A final draft law amending Qatar’s controversial kafala sponsorship system is expected to be complete by the end of this year, the government has said in its first official announcement of a timeline for the long-discussed changes.
The official update appears to attempt to allay fears that progress on the reforms were at risk of stalling following reports last week that the country’s Advisory (Shura) Council had reservations about the proposed legislation.
The official media statement by the chief of the recently-formed Government Communications Office, Saif Al-Thani, outlines the legislative process in Qatar to counter claims which previously circulated in the local and international media that the reform process had hit a “setback.”
Following the initial announcement of reforms in May 2014, the proposed changes were discussed with Qatar’s influential business community. While the Chamber of Commerce signalled that it would back the reforms last October, consultations actually appeared to stretch into the new year.
The first iteration of the reforms was then drawn up by the Council of Ministers, Qatar’s “supreme executive authority.” As part of the legislative process, all draft laws are then sent to the Shura Council for review and recommendation, which was done earlier this month.
The advisory body, comprising 30 Qatari nationals, can submit proposals to amend the draft law back to the Council of Ministers, which then discusses the proposals with the relevant ministries and ministers who will be responsible for implementing it.
Yesterday, Prime Minister Sheikh Abdullah bin Nasser Bin Khalifa Al-Thani met with Shura Council members to discuss their recommendations and concerns.
However, the Government Communications Office noted that the Shura Council “has no further influence on the proposed legislation” now that they’ve tabled their feedback.
“The Council of Ministers will now prepare the final draft of the kafala reform legislation, which is expected to be completed before the end of 2015,” it adds.
Qatar’s kafala system has attracted considerable criticism from foreign media and human rights’ organizations in recent years for leaving expats vulnerable to exploitation at the hands of unscrupulous employers.
The country’s officials have long promised reforms and finally introduced its proposals last year.
Since then, government officials have stopped short of giving a firm timeline of when the changes will come into effect.

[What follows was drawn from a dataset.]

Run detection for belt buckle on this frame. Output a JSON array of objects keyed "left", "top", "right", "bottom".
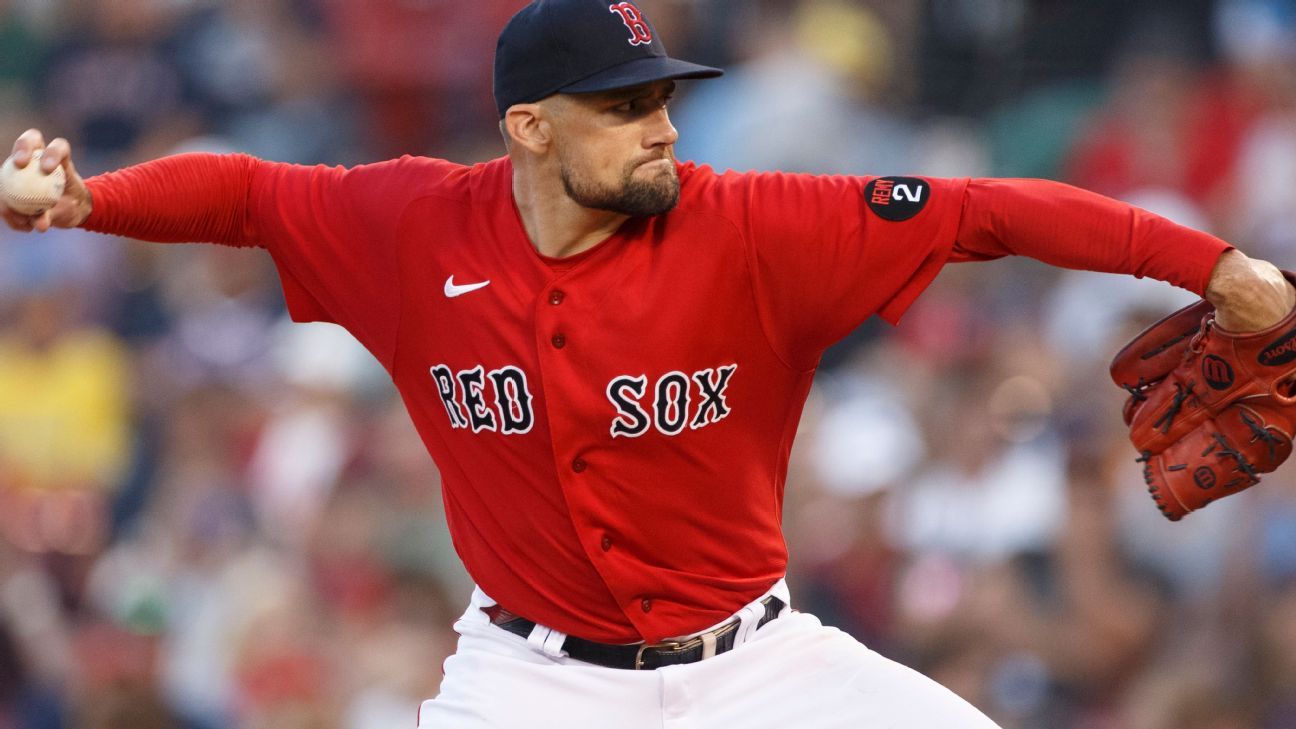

The state’s Labor Minister came the closest in a media interview last month.
“I hope it will be prior to the year end. We discussed it, our stakeholders have looked at it… Now it is on track. I am 90 percent hopeful or believe that it will be (brought in before the year end),” Dr. Abdullah bin Saleh Al Khulaifi, the Minister for Labor and Social Affairs, was quoted by AFP at the time as saying.
The reforms were initially aimed at making it easier for expats to change jobs and leave the country. However, they stopped short of removing the controversial exit permit system, which requires most expats to obtain their sponsor’s permission before they can leave the country.
Last week’s Shura Council meeting provided the first public glimpse at the actual provisions in the draft legislation. In some cases, it appeared that some provisions would actually tighten restrictions on foreign workers rather than giving them more freedom.
For example, workers could be punished if they “deliberately create problems” for their employers by having the qualifying period for a no-objection certificate doubled, Al Raya reported at the time.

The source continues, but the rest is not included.